Sugar subsidies hurt consumers and cost the United States jobs
Sen. Marco Rubio (R-Fla.) made an unusual case for sugar subsidies at a recent event. He argued that ending price supports for the United States’ sugar industry, thereby ending a market distorting policy, will put our national security in jeopardy due to the availability of cheaper sugar from other countries that grow the crop.
"[O]ther countries will capture the market share, our agricultural capacity will be developed into real estate, you know, housing and so forth," said Rubio, per the National Review, "and then we lose the capacity to produce our own food, at which point we’re at the mercy of a foreign country for food security."
Of course, Rubio’s concern may have to do with the fact that Florida is one of the top producers of sugar in the United States, and he has received generous support from industry heavyweights. "Florida produces 2 million tons of sugar cane annually, constituting half of the nation’s domestic supply of sugar cane," the Florida Center for Investigative Reporting notes. "The industry is situated in the Everglades Agricultural Area, a 700,000-acre swath of fertile land south of Lake Okeechobee including parts of Glades, Hendry, Martin and Palm Beach counties."
Sugar subsidies may help this favored industry, but they are not good for businesses and consumers. In October 2013, the Wall Street Journal noted that the United States’ sugar policy, which artificially props up the industry, has caused some candy makers to move at least some of their operations overseas, where they can gain access to cheaper sugar and reduce the cost of overhead.
One of the most recent examples of this trend is Oreo. The cookie maker’s parent company, Mondelēz International, announced in July that it would move the production of Oreos from Chicago, Illinois to a new production facility in Salinas, Mexico. By the company’s admission, the move will affect about 600 jobs.
While it has sparked outrage from some, including those who are boycotting Oreo, others, such as Bryan Riley of the Heritage Foundation, see the move as a product of bad policy. "Sugar-using industries now have a big incentive to relocate from the United States to countries where access to their primary ingredient is not restricted," Riley explained after Mondelēz International’s annoucement. "If the government wants people making Oreo cookies and similar products to keep their jobs, a logical starting point would be to eliminate the U.S. sugar program, including barriers to imported sugar."
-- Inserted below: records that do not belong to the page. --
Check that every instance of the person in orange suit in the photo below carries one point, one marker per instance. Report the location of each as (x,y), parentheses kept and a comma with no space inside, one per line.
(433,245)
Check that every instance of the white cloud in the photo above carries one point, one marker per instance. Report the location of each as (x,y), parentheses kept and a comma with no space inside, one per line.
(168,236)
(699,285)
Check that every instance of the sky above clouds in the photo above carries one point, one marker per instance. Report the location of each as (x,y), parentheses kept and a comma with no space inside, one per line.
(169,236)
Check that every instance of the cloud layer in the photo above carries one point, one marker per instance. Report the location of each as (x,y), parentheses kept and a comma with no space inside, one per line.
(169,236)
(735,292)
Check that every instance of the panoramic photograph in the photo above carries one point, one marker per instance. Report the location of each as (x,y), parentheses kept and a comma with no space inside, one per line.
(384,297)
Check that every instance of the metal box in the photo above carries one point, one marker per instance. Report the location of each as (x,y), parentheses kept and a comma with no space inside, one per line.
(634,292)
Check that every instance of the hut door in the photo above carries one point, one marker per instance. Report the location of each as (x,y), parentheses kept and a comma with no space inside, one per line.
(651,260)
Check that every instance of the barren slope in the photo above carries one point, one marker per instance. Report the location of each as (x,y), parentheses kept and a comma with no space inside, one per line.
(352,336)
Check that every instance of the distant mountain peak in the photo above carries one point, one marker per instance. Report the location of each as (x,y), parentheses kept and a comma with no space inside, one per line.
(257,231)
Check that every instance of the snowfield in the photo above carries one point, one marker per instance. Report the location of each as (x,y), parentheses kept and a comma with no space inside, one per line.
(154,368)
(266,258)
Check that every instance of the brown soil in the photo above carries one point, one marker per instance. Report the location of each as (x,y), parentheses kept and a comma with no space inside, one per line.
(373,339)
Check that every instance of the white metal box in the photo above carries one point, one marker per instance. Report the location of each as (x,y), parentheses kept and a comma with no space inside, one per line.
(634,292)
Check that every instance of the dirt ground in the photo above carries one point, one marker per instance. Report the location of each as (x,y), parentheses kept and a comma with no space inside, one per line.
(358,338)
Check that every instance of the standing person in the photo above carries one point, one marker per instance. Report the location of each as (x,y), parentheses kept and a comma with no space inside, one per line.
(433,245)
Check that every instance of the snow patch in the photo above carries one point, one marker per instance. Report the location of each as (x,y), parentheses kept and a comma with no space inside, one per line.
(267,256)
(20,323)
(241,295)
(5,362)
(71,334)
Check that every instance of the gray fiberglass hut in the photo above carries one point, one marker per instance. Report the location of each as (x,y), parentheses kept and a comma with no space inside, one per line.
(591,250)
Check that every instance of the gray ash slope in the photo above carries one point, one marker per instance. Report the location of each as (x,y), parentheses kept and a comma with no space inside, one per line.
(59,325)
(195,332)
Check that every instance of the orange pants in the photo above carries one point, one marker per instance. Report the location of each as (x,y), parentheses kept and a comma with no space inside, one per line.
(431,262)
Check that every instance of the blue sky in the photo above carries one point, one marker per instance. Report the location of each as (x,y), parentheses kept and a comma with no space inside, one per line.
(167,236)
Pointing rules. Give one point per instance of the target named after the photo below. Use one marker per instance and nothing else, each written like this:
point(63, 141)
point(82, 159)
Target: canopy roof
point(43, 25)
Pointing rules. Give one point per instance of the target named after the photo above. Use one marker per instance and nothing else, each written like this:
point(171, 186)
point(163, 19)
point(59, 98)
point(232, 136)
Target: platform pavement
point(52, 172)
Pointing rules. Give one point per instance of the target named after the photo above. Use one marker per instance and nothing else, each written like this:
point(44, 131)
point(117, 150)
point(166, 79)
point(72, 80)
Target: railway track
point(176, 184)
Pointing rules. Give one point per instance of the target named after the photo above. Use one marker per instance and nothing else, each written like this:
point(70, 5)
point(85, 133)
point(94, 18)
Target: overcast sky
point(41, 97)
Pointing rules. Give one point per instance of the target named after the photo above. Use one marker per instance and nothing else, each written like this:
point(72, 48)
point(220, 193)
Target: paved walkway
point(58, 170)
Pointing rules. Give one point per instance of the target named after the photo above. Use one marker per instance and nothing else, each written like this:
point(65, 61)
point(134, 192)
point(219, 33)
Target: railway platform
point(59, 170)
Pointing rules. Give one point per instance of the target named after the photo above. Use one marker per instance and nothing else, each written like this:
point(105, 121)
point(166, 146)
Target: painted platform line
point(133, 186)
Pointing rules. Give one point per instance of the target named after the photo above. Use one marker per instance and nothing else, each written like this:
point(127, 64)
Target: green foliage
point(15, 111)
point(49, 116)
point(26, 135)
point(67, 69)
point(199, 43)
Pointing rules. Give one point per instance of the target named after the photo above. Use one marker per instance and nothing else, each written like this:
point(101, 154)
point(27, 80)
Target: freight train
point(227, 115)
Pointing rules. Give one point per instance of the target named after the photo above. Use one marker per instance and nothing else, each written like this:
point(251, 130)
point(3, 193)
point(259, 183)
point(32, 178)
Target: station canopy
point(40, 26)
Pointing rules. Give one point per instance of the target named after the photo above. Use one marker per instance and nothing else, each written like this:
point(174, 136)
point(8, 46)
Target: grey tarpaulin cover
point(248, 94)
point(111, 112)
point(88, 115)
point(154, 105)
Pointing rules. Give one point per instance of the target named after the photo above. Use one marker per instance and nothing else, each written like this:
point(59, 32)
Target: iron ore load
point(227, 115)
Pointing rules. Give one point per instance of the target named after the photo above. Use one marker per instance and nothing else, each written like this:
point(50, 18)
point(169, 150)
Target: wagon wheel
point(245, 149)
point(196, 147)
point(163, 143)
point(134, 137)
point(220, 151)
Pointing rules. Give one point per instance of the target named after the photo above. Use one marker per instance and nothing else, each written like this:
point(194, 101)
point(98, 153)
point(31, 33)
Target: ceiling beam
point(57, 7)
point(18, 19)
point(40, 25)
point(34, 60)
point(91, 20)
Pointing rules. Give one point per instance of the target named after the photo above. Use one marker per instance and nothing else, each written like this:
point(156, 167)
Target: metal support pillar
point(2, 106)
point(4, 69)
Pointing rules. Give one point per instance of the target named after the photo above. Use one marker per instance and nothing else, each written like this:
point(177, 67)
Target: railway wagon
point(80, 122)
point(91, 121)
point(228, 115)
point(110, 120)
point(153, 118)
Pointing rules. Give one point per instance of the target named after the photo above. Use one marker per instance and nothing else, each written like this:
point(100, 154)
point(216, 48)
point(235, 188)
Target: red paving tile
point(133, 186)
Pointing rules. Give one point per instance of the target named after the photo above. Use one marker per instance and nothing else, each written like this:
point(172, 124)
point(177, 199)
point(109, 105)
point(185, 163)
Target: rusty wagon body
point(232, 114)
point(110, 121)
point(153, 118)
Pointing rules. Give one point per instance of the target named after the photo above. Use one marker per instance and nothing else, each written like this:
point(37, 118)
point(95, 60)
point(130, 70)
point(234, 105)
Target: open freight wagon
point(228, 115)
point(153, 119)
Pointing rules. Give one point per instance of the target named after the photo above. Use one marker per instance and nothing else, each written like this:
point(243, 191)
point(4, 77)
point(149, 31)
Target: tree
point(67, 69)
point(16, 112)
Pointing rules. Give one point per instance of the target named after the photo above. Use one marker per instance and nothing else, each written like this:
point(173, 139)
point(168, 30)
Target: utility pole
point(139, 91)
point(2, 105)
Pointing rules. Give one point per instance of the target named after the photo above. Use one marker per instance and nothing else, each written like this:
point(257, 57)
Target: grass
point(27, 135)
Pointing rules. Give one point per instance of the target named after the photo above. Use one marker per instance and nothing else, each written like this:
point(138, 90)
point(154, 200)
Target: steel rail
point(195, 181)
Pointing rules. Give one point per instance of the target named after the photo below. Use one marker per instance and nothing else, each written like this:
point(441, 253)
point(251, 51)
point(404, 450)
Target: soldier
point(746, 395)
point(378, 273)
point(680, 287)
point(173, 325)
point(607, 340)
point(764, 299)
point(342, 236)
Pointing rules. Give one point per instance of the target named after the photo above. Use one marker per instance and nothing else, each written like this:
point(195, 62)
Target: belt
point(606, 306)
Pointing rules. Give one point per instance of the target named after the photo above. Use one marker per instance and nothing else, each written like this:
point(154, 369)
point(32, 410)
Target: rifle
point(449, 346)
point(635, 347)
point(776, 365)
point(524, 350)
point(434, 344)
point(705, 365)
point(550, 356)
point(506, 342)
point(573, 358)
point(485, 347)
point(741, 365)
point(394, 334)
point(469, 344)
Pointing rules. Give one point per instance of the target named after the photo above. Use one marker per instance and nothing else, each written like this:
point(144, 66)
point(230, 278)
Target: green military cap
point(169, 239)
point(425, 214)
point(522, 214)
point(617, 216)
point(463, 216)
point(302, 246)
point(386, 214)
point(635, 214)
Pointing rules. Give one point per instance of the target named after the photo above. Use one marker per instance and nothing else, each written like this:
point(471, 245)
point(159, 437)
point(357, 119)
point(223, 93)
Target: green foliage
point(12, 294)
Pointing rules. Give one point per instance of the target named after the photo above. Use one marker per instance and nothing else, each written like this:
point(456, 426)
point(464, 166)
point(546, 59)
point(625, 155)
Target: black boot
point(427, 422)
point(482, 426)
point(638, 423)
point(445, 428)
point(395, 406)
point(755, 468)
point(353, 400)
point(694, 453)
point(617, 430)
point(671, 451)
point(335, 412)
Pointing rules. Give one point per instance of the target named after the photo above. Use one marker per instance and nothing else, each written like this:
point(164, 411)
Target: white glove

The United States’ current approach to sugar policy is also bad for consumers. The Coalition for Sugar Reform notes that, in 2012, American sugar prices were 64 percent higher than the average of the world market and the price supports for sugar have cost business and consumers $3.5 billion annually since 2008. Mark J. Perry of the American Enterprise Institute came up with a similar figure. "Like all protection," Perry wrote, "sugar tariffs exist to protect an inefficient domestic industry (sugar beet farmers) from more efficient foreign producers (cane sugar farmers), and come at the expense of the US consumers and the American companies using sugar as an input, and make our country worse off, on net."
Rubio’s reasoning for the status quo does not make much sense, as Windsor Mann of the National Review noted. "If protecting Americans’ lives were the goal, Rubio would be calling for a ban on sugar, not a subsidy. After all, sugar kills more Americans than terrorists do. According to a recent study published in the journal Circulation, sugar-sweetened beverages account for one in every 100 obesity-related deaths. Each year an estimated 25,000 Americans die as a result of consuming them," Mann quipped. "Obesity causes deaths. Sugar causes obesity. The government subsidizes sugar. You subsidize the government. You subsidize death. The terrorists win."
The sugar program, which was created in 1934 as a temporary measure to assist the industry, outlived its usefulness a long time ago. It is distorting the market, driving up the cost of food, and hurting businesses more than it helps the sugar industry. Congress should bring it to an end.